The only real research I've ever found on raspberry leaves was that it had some success in reducing pain in human childbirth and is said to have some effect on the uterus and female hormones so not sure it would work on gelding or a stallion and its not a sedative 
Valerian actually does work as a sedative so you need to be careful of how much you give
I'm not convinced that magnesium works as a sedative or if it helps ease ulcer problems that will cause a horse to be fractious and tense - because its usually sold as Magnesium Carbonate or Oxide which have an antacid quality.
I would be looking at reasons for the over reactive behavior as well as trying out various supplements


----------



## verona1016 (Jul 3, 2011)

Mare Magic is primarily thought of as a supplement for mares (duh... it's in the name ;-)) but if you look at the packaging they market it as "To help influence a quiet disposition in mares and geldings":










Definitely look into magnesium as well. I recently switched my horse's feed and noticed he got crabbier. Comparing the feed labels, he went from getting 11g magnesium in his old feed to just 2.7g in the new one, so I started him on a supplement of 6g daily (so 8.7g total daily now) and he's more like his old self.


----------



## CLaPorte432 (Jan 3, 2012)

Raspberry leaves are full of Mg. Mg have great effects in smooth muscle relaxation and helping to relieve pain.
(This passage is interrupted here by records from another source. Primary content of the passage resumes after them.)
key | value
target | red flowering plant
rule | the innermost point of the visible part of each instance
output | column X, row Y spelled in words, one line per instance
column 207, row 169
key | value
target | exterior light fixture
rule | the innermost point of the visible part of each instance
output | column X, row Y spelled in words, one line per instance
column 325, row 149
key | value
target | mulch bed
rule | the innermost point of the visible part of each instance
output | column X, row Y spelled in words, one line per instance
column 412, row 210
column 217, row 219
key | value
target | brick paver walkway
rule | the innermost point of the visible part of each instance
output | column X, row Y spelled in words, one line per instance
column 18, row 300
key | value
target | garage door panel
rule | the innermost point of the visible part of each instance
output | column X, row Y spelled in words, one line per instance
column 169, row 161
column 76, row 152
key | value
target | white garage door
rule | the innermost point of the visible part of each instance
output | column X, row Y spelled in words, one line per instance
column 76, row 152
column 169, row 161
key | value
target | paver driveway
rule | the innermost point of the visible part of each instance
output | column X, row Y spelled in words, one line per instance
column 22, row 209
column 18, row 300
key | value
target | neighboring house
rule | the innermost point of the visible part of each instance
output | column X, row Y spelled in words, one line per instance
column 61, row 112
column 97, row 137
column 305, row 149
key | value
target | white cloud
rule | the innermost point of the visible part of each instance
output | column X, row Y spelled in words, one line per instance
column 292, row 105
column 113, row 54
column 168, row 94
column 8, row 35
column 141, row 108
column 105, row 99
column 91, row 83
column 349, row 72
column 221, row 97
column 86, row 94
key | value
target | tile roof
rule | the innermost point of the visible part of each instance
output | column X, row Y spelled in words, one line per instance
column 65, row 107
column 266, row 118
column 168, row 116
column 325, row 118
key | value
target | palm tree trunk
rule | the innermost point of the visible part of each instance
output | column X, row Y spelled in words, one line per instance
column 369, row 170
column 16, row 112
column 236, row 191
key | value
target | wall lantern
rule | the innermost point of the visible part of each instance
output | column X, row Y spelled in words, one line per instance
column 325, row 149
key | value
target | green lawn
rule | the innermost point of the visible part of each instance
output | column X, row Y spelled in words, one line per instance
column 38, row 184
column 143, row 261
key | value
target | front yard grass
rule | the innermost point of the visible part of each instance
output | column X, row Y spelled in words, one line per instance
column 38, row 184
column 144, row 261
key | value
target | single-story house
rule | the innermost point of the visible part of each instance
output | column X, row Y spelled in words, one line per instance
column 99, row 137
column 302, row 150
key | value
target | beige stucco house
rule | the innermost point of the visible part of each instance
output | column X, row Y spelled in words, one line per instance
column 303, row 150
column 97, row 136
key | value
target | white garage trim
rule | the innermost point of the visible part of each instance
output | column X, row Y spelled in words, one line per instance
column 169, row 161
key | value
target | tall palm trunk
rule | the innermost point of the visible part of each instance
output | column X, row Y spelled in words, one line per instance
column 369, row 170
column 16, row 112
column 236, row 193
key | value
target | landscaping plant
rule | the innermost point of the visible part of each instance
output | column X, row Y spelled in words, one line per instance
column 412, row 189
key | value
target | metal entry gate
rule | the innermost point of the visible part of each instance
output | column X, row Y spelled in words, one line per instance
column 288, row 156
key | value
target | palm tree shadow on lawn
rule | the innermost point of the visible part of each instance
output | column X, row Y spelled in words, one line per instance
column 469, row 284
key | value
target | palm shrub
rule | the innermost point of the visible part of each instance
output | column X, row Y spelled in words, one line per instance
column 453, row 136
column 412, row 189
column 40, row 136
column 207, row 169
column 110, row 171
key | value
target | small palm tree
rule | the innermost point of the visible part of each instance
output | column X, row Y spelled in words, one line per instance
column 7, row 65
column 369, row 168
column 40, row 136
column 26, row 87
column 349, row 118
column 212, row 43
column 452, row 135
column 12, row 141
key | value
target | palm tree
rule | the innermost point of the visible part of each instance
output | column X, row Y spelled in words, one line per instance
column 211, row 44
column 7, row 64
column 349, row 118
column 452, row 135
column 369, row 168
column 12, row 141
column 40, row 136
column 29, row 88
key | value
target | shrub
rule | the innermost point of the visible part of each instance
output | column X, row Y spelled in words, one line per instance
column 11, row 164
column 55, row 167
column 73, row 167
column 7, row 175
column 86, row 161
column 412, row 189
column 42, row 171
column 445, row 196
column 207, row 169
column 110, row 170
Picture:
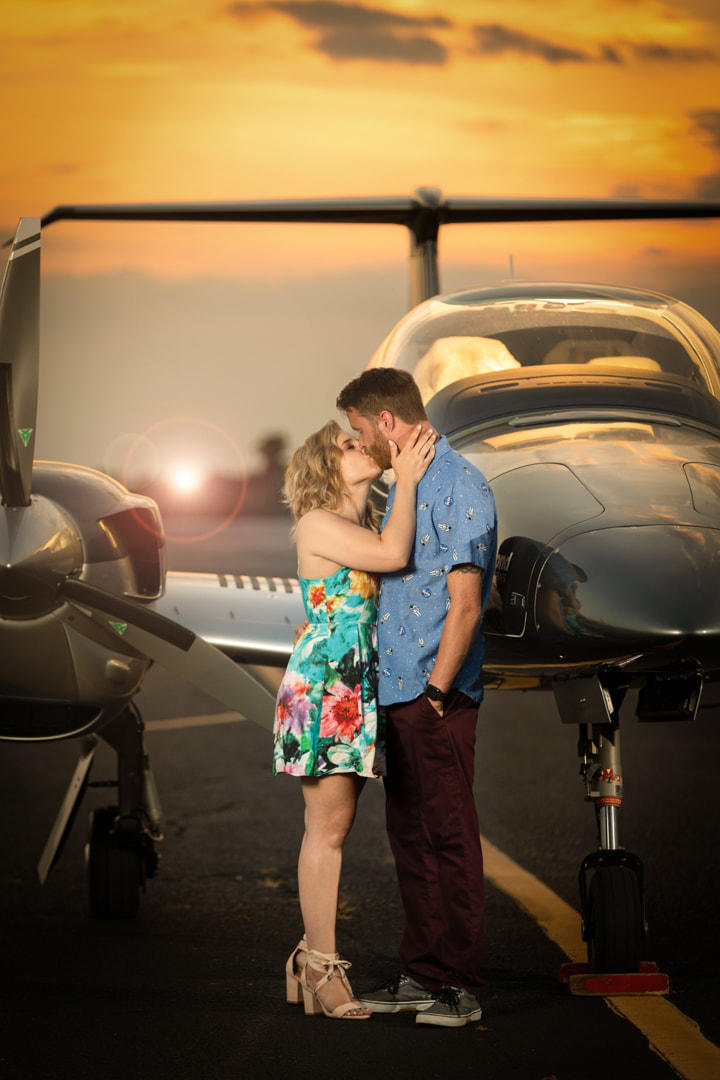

Yes, Mare Magic can be used for geldings, and had been know to have great effects.
_Posted via Mobile Device_


----------



## jaydee (May 10, 2012)

So how much magnesium is in the recommended dose because I can't find anything in their specs that gives a breakdown and how does that compare in price to just buying a straight magnesium supplement if its just the magnesium that's having the calming effect?


----------



## Janskee (Nov 16, 2013)

A woman at my barn gave mare magic to her 4 year old OTTB with success at calming him down a bit, so I tried it on my gelding and it really didn't seem to make a difference. I use Vitacalm instead. I started giving it to him when I bought him and moved him to my barn, because he was showing some anxiety due to the move and I thought it might help. It did seem to make him calmer, but of course who knows, he probably would have calmed down on his own anyway.


----------



## QtrBel (May 31, 2012)

I've never seen a breakdown for the amt of magnesium in red raspberry leaf products. Most likely because there is no standardized level for loose product. RRL uptakes large amts of magnesium from the soil it is grown in. Amts in the soils will vary. It is something you can try but it may not have a consistent effect. You'd be better off with a magnesium supplement in my opinion.


----------



## verona1016 (Jul 3, 2011)

I never knew raspberry leaves were high in magnesium. It makes sense then that it would work on both mares and geldings.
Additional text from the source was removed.